Kommentar zu Idlib Ohne Skrupel

Meinung | Idlib · Der Waffenstillstand in Syrien ist bereits trügerisch. Nur wer will diesem Frieden zwischen Wladimir Putin und Recep Tayyip Erdogan trauen, kommentiert unsere Autorin.

Der russische Präsident Wladimir Putin (r.) und der türkische Präsident Recep Tayyip Erdogan haben eine trügerische Waffenruhe vereinbart.

Foto: dpa/Pavel Golovkin

Zwei ziemlich beste Kriegsgegner schließen einen Waffenstillstand. Nur wer will diesem Frieden zwischen Wladimir Putin und Recep Tayyip Erdogan trauen? Und vor allem: Wie lange hält diese Waffenruhe, die bei weitem nicht die erste in dem Bürgerkriegsland ist? In Syrien stehen Putin und Erdogan auf unterschiedlichen Seiten, auch den Konflikt in Libyen befeuern Russland und die Türkei mit ihrer Unterstützung für unterschiedliche Lager seit langem zuverlässig. Was immer sie mit ihrer Politik anrichten: Frieden hat sie in beiden Fällen nicht gebracht, sondern nur noch mehr Leid, mehr Not, mehr Tote, mehr Verzweiflung.

Dazwischen steht eine Europäische Union, die seit Jahren sowohl in Syrien wie auch in Libyen total versagt und sich in einer unbeschreiblichen Tragödie auf die Zuschauerrolle zurückzieht. Es ist beschämend. Die EU-Außenminister haben es bei ihrem jüngsten Treffen in Zagreb wieder nicht geschafft, das Wort „Sanktionen“ in ihre Erklärung einzubringen. Halbherzige Appelle ziehen weder bei Putin noch Erdogan. Beide reagieren, wenn überhaupt, auf Druck und Härte.

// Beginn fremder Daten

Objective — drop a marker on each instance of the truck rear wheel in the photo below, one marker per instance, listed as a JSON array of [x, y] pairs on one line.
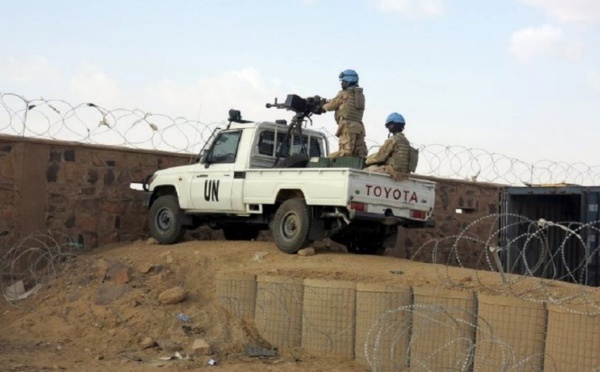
[[291, 225], [165, 222]]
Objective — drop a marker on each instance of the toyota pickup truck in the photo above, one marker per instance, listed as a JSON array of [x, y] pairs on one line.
[[254, 176]]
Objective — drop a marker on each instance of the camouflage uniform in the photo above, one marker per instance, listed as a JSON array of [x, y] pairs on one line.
[[392, 158], [349, 106]]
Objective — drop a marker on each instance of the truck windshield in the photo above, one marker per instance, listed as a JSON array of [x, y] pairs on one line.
[[225, 148]]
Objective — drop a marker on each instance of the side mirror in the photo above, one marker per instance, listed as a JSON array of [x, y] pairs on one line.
[[203, 156]]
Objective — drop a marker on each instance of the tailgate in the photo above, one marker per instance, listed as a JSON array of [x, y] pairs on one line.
[[380, 194]]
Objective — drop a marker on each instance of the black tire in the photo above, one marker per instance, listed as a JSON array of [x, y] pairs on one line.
[[291, 225], [165, 220], [294, 161], [237, 232]]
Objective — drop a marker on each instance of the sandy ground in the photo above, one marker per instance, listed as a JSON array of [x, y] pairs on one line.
[[86, 320]]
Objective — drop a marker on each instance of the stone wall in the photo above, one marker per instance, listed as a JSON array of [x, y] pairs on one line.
[[78, 189], [83, 191], [476, 202]]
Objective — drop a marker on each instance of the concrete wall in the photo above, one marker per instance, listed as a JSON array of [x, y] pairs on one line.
[[83, 191]]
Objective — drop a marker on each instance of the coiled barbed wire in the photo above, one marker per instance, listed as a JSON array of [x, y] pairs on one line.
[[34, 261], [90, 123], [526, 256]]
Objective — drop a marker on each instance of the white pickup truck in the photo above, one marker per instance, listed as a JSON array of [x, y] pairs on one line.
[[257, 176]]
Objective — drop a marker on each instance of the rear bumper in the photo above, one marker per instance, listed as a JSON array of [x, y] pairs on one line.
[[392, 220]]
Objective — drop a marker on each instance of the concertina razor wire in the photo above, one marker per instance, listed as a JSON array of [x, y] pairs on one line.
[[92, 124]]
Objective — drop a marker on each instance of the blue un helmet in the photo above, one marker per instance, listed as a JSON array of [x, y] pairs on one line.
[[395, 122], [348, 78]]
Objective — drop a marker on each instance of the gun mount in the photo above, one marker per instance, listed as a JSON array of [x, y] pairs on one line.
[[304, 109]]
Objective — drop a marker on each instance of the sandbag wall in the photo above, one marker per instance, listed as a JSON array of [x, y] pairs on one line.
[[395, 327]]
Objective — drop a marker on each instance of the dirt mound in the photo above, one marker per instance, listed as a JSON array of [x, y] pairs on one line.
[[104, 311]]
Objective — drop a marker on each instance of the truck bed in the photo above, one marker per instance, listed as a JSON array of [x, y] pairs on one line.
[[340, 186]]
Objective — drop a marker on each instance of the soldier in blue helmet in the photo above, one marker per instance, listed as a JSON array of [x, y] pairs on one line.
[[349, 106], [396, 157]]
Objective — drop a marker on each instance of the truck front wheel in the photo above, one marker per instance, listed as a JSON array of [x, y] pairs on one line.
[[165, 220], [291, 225]]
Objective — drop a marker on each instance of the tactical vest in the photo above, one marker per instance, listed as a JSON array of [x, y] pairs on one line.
[[400, 159], [354, 107]]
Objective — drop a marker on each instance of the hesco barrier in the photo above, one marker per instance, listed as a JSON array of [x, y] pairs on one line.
[[236, 293], [278, 314], [329, 314], [573, 339], [514, 333], [382, 324], [392, 328]]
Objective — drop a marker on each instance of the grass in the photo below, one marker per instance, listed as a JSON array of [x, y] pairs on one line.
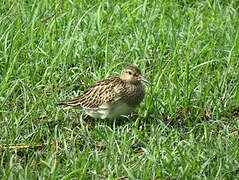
[[187, 127]]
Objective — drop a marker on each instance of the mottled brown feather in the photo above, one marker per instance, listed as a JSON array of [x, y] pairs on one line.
[[103, 91]]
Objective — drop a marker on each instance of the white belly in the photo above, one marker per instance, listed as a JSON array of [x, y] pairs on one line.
[[114, 111]]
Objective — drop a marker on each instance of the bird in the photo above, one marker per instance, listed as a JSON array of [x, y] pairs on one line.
[[112, 97]]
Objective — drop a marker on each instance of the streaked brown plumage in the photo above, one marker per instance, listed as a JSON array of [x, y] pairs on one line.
[[113, 96]]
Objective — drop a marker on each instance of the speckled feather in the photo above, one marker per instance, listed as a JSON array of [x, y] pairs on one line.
[[112, 97], [105, 91]]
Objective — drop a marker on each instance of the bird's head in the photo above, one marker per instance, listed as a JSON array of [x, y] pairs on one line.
[[132, 74]]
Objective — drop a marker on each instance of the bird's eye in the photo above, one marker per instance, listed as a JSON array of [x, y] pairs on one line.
[[129, 72]]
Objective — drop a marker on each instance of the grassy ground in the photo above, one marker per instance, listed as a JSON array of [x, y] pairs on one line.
[[187, 127]]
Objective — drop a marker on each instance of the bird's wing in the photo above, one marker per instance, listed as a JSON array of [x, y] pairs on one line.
[[105, 91]]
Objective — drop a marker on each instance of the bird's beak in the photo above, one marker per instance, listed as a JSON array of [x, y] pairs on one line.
[[141, 78]]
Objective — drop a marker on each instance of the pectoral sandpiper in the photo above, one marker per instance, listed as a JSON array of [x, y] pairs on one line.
[[112, 97]]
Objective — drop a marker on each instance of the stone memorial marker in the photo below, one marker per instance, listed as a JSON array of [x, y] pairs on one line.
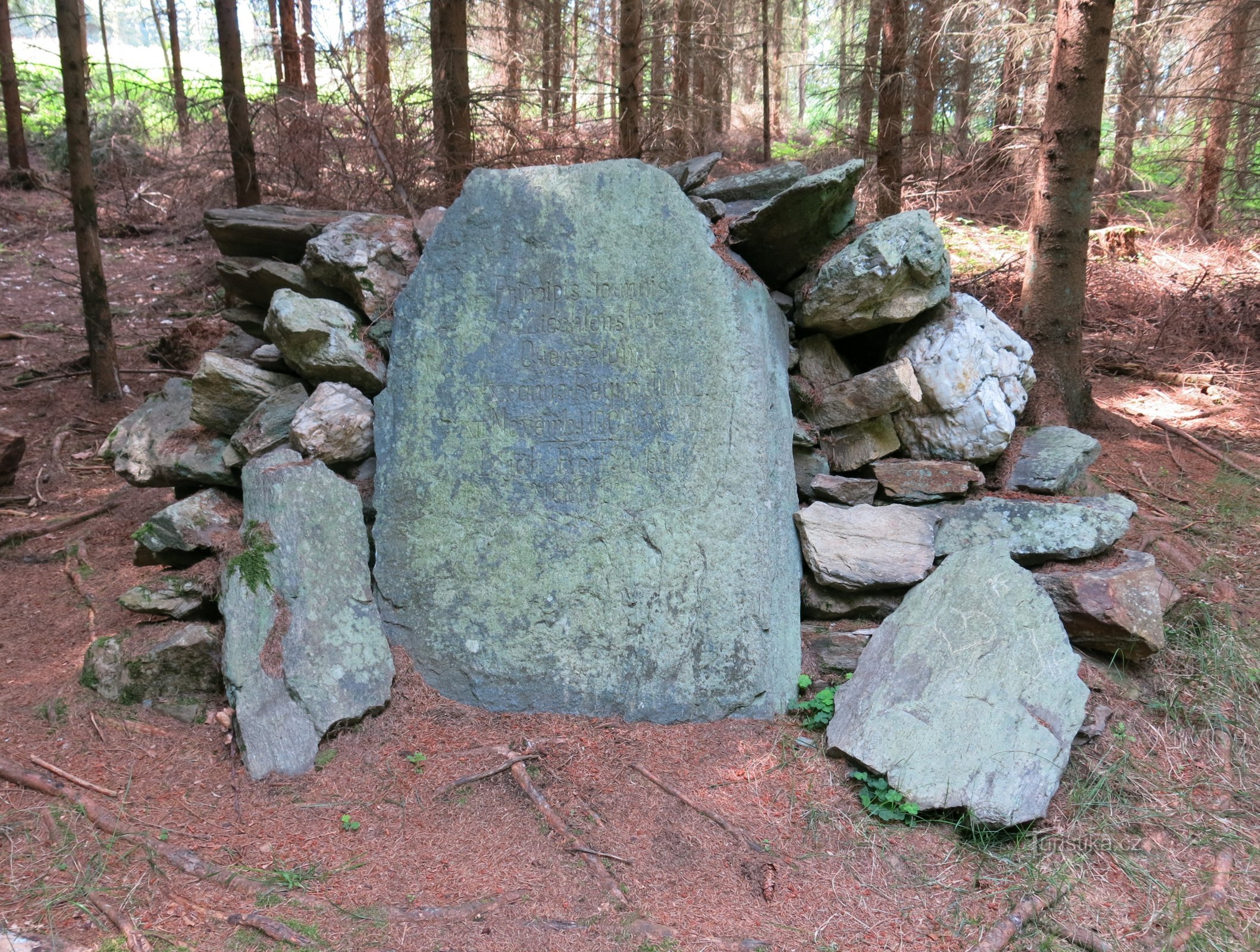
[[585, 480]]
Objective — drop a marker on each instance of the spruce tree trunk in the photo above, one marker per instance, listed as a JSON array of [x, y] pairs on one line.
[[1059, 232], [1234, 43], [453, 117], [631, 80], [177, 68], [236, 107], [13, 126], [87, 235], [892, 80], [870, 77]]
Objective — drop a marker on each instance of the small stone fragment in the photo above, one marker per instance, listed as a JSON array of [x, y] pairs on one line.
[[860, 547], [226, 392], [1052, 458], [866, 396], [334, 425], [968, 694], [925, 480], [852, 447], [846, 491], [1036, 531], [1114, 612], [321, 340], [892, 273]]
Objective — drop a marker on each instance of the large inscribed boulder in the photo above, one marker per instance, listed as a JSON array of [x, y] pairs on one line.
[[585, 480]]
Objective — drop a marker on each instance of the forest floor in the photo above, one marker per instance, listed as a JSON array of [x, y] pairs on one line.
[[1143, 813]]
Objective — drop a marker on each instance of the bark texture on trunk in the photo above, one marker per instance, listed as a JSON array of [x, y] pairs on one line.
[[631, 80], [1059, 232], [1235, 14], [236, 107], [453, 115], [870, 77], [13, 126], [87, 236], [892, 80]]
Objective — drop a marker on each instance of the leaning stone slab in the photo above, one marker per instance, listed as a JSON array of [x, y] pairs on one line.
[[266, 427], [227, 390], [1114, 612], [187, 530], [367, 256], [1036, 531], [789, 231], [860, 547], [158, 444], [334, 425], [321, 340], [819, 602], [303, 646], [1052, 458], [692, 173], [892, 273], [967, 695], [974, 372], [554, 466], [852, 447], [925, 480], [866, 396], [754, 186]]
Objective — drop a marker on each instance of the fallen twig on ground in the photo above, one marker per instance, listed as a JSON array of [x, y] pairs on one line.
[[1216, 897], [738, 832], [1202, 447], [1006, 928], [72, 778], [136, 941]]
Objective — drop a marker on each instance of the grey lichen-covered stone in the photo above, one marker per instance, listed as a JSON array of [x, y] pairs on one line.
[[892, 273], [585, 480], [266, 427], [858, 547], [820, 602], [852, 447], [974, 372], [692, 173], [1036, 531], [754, 186], [303, 647], [1117, 612], [846, 491], [164, 662], [789, 231], [1052, 458], [367, 256], [334, 425], [967, 695], [877, 393], [158, 443], [174, 597], [322, 341], [187, 530], [925, 480], [227, 390]]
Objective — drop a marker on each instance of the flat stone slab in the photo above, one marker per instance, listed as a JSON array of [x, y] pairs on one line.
[[925, 480], [1052, 458], [782, 237], [860, 547], [1114, 612], [968, 694], [1036, 531], [561, 521], [303, 647]]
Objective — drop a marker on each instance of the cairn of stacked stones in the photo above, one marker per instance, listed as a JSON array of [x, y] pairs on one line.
[[595, 428]]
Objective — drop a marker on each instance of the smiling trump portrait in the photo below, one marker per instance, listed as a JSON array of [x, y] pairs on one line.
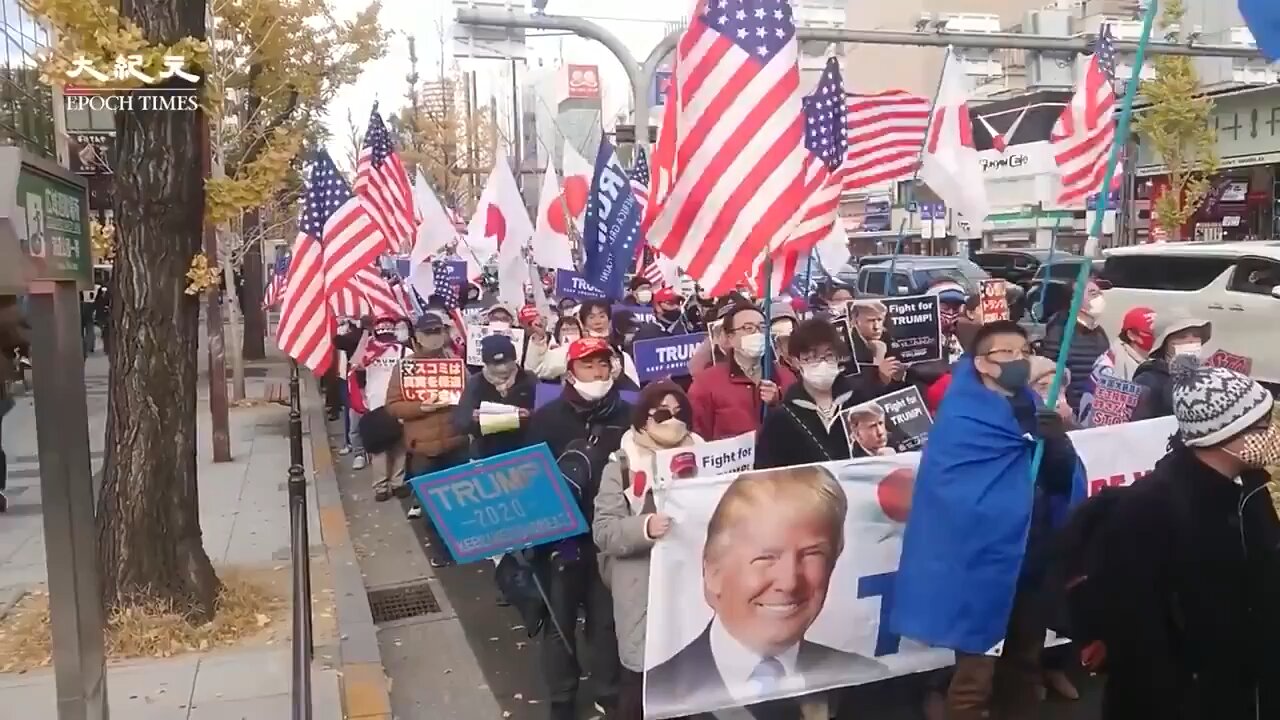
[[772, 545]]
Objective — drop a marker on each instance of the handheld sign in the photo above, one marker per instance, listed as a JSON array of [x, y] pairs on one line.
[[993, 301], [501, 504], [1114, 401], [433, 382], [897, 422], [574, 285], [666, 356]]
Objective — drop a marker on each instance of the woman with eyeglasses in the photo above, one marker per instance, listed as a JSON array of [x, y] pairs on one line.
[[626, 525]]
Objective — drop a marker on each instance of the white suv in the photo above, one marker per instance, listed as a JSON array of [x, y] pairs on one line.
[[1233, 285]]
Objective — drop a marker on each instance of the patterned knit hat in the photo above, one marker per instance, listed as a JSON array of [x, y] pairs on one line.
[[1214, 405]]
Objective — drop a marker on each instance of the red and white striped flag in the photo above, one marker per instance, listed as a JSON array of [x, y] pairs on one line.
[[383, 187], [737, 172], [886, 132], [1086, 131]]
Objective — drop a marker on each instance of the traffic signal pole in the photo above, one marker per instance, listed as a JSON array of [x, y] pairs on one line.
[[641, 74]]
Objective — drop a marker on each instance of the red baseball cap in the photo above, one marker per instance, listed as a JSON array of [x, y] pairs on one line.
[[588, 346], [667, 295], [528, 314], [1139, 323]]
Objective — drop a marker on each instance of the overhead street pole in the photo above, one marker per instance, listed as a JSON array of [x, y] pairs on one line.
[[641, 74]]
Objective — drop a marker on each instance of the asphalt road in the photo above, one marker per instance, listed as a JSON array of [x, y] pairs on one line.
[[510, 659]]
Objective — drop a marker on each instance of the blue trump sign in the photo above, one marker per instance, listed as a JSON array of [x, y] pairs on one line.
[[501, 504], [574, 285], [666, 356]]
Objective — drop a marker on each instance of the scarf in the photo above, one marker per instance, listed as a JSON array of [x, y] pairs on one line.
[[640, 456]]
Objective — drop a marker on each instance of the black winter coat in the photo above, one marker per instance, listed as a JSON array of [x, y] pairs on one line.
[[1157, 390], [1087, 346], [1191, 583], [479, 390]]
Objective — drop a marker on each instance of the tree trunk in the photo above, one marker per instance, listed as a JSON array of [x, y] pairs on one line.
[[251, 268], [149, 520]]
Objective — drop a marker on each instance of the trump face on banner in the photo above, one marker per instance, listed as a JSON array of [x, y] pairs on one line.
[[772, 545]]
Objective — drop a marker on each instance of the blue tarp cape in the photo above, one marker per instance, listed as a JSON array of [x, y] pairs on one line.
[[970, 513]]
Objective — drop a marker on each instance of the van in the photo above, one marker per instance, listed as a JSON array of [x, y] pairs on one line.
[[1235, 286]]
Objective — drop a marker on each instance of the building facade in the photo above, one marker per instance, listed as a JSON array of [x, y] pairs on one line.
[[26, 103]]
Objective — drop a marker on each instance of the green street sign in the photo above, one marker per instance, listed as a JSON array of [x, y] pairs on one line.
[[44, 223]]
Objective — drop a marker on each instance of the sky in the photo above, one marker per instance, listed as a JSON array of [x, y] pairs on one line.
[[638, 24]]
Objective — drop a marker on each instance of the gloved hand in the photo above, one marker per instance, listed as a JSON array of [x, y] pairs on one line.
[[1050, 424]]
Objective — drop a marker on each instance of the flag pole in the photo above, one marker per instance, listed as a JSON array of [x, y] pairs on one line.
[[1096, 231], [915, 177]]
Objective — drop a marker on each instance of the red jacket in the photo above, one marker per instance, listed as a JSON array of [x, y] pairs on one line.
[[726, 402]]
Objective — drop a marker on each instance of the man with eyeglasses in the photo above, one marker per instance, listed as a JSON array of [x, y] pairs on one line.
[[972, 574], [728, 399]]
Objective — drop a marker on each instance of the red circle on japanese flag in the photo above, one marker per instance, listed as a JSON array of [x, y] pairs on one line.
[[894, 493]]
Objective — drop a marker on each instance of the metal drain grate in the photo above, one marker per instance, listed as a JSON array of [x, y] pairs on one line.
[[401, 602]]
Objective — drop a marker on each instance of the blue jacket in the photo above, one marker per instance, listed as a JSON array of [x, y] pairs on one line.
[[970, 536]]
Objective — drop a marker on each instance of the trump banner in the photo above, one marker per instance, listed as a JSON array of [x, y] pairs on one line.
[[574, 285], [501, 504], [611, 232], [726, 629], [664, 356]]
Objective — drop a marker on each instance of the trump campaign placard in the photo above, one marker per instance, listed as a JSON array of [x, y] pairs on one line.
[[713, 609], [664, 356], [501, 504]]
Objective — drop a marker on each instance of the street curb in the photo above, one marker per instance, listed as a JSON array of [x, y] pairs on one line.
[[362, 683]]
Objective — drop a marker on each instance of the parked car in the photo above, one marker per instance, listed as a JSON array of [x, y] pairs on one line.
[[1051, 287], [1233, 285], [1018, 265]]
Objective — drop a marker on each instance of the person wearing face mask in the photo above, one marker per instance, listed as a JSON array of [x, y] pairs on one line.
[[641, 291], [583, 428], [430, 438], [503, 382], [1175, 335], [627, 524], [1191, 578], [1091, 341], [977, 546], [805, 427], [730, 397]]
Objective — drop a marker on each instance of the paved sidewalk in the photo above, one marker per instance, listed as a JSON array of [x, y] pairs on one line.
[[243, 513]]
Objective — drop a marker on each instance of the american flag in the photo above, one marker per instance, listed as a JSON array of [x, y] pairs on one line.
[[383, 187], [1086, 131], [826, 140], [306, 326], [886, 132], [351, 238], [739, 155]]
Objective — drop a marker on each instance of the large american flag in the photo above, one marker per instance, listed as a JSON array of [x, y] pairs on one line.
[[1086, 131], [886, 132], [826, 141], [306, 324], [739, 156], [383, 187], [351, 238]]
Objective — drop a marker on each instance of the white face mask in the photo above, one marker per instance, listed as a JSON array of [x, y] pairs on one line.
[[752, 345], [593, 390], [821, 376]]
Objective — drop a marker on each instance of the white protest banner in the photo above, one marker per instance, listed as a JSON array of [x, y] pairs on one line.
[[717, 458], [828, 618], [475, 333]]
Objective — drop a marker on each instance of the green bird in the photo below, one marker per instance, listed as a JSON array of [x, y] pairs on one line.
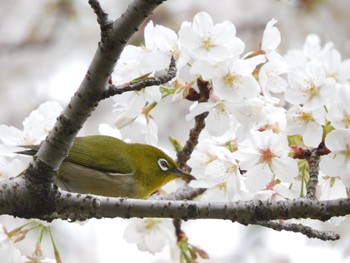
[[107, 166]]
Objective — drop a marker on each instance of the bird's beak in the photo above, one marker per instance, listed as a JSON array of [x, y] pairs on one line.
[[185, 176]]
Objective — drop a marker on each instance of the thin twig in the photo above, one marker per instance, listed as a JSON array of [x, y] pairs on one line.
[[313, 161], [102, 19], [184, 155], [152, 81], [300, 228], [184, 193]]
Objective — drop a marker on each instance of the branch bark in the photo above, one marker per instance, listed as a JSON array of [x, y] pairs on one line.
[[60, 139]]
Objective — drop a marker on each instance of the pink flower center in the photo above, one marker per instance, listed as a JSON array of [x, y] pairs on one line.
[[266, 155]]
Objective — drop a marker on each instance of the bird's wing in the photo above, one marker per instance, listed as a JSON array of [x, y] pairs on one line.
[[101, 153], [80, 179]]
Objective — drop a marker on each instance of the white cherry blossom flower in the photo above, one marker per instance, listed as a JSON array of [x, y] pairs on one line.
[[216, 168], [307, 123], [220, 118], [165, 40], [35, 127], [205, 40], [8, 252], [233, 80], [310, 86], [270, 79], [265, 157], [337, 163], [271, 39], [150, 234], [339, 110], [330, 188]]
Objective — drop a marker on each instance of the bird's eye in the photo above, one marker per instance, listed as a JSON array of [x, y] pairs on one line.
[[163, 164]]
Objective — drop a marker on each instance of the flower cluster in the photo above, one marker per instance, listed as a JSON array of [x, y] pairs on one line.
[[262, 102], [262, 106]]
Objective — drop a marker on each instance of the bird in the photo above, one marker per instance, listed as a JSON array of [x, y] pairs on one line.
[[104, 165]]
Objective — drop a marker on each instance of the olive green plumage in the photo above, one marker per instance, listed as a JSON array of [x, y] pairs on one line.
[[107, 166]]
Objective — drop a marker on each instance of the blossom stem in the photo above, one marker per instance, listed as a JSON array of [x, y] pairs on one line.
[[313, 161]]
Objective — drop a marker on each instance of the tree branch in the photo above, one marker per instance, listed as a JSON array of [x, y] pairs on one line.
[[300, 228], [152, 81], [60, 139], [82, 207]]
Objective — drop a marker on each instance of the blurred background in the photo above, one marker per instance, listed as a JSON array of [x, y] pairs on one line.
[[45, 49]]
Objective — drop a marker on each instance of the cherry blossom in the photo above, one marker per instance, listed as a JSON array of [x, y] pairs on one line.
[[205, 40], [310, 86], [338, 161], [35, 127], [265, 157], [306, 123], [339, 111], [150, 234]]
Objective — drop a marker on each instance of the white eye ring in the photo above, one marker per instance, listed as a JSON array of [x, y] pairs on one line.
[[163, 164]]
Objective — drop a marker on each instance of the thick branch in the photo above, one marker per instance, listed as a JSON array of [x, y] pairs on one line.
[[60, 139], [82, 207], [300, 228]]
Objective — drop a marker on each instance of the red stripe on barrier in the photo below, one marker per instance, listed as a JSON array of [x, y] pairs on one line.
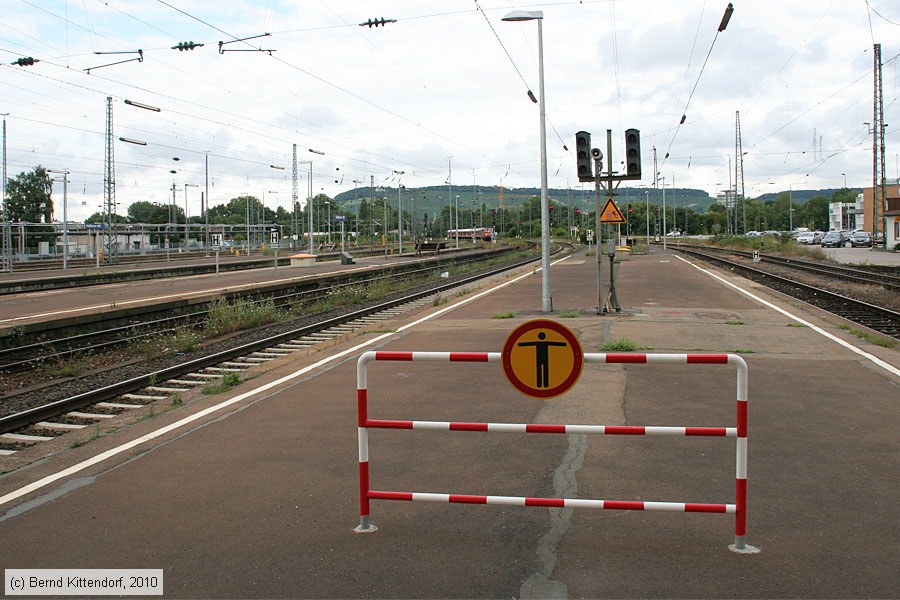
[[364, 489], [538, 428], [465, 499], [688, 507], [386, 355], [407, 496], [710, 431], [626, 358], [740, 517], [388, 424], [620, 505], [707, 359], [742, 418], [551, 502], [362, 407], [468, 426], [624, 430], [468, 357]]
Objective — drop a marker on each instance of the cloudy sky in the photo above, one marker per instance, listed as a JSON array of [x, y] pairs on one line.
[[443, 91]]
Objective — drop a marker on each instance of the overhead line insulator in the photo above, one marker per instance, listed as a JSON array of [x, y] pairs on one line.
[[186, 46], [376, 22]]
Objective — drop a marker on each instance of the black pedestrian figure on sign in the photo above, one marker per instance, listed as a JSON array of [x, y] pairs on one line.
[[542, 358]]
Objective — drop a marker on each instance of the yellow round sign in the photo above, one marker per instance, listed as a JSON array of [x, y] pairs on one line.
[[542, 358]]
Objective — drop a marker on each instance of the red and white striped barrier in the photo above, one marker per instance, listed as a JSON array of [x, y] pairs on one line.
[[739, 508]]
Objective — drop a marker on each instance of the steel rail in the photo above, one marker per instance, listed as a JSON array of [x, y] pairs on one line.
[[29, 417], [42, 351], [887, 320]]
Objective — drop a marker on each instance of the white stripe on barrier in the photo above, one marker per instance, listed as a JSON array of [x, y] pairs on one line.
[[432, 425], [363, 444], [507, 500], [600, 429], [653, 430], [507, 427], [741, 458], [578, 503], [426, 497], [669, 359], [665, 506]]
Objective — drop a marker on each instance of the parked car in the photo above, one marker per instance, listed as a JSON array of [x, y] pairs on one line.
[[861, 239], [833, 239]]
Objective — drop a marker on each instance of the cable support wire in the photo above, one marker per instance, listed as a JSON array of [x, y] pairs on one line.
[[722, 25]]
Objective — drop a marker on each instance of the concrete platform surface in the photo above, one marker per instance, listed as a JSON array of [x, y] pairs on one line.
[[259, 499]]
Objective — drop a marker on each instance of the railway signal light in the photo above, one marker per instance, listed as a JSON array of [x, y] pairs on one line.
[[186, 46], [633, 153], [583, 156]]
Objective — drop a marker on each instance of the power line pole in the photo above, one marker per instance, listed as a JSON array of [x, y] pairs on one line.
[[878, 183], [295, 196], [7, 233], [739, 175], [109, 189]]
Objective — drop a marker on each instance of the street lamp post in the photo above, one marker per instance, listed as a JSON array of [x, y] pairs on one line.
[[663, 179], [647, 199], [65, 175], [400, 211], [546, 299], [309, 201], [186, 186], [457, 222]]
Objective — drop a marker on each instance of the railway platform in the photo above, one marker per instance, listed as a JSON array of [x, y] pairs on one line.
[[254, 493]]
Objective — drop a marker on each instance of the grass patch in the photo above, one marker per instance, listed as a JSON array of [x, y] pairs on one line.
[[182, 340], [228, 381], [242, 314], [620, 345], [74, 366], [872, 338]]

Die Handlungsunfähigkeit der EU auf diesem Feld ist offensichtlich. Europa hat damit eine Mitverantwortung für das nächste Flüchtlingsdrama, das sich gegenwärtig an der griechisch-türkischen Grenze abspielt.

Es sind erhebliche Zweifel angebracht, dass aus dieser jetzt vereinbarten Feuerpause zwischen Putin und Erdogan tatsächlich ein echter Waffenstillstand für die Menschen in Syrien wird, die dort und in Flüchtlingslagern außerhalb des Landes unter erbärmlichen Bedingungen hausen. Die Großmacht Russland und die regionale Hegemonialmacht Türkei verfolgen ihre Interessen ebenso skrupellos wie rücksichtslos. Russlands Präsident Putin ist in den vergangenen Jahren nicht dadurch aufgefallen, dass ihn das Schicksal der geschundenen Zivilbevölkerung in Syrien (oder sonstwo) irgendwie interessiert hätte. Die russische Luftwaffe bombte der syrischen Armee von Machthaber Baschar al-Assad den Weg auf dem Boden frei. Jetzt fehlt zur Rückeroberung der Kontrolle noch die letzte Rebellenprovinz Idlib.

Der türkische Präsident Erdogan ist gleichfalls kein größerer Menschenfreund als Putin. Die Kurden bekämpft er mit aller Härte – auch auf fremdem, auf syrischem Staatsgebiet. Er riegelt die Grenze nach Syrien ab und treibt der EU aktuell Tausende Flüchtlinge zu. Ein zynisches Spiel. Wenn es Putin und Erdogan mit der Waffenruhe ernst meinen würden, dürften sie eigentlich nichts gegen eine Flugverbotszone über Idlib haben. Wenigstens hier könnte sich die EU mit einer Initiative für eine solche Flugverbotszone profilieren, doch sie unterlässt auch nur den Versuch, weil Russland den Beschluss für eine solche Flugverbotszone im UN-Sicherheitsrat zuverlässig blockieren würde. Auch diese Waffenruhe existiert nur auf dem Papier. Der Weltsicherheitsrat ist blockiert, die EU bleibt außen vor. Doch die Flüchtlinge werden sich ihren Weg nach Europa suchen, weil dieser Weg für sie immer noch besser ist als der Tod in Syrien.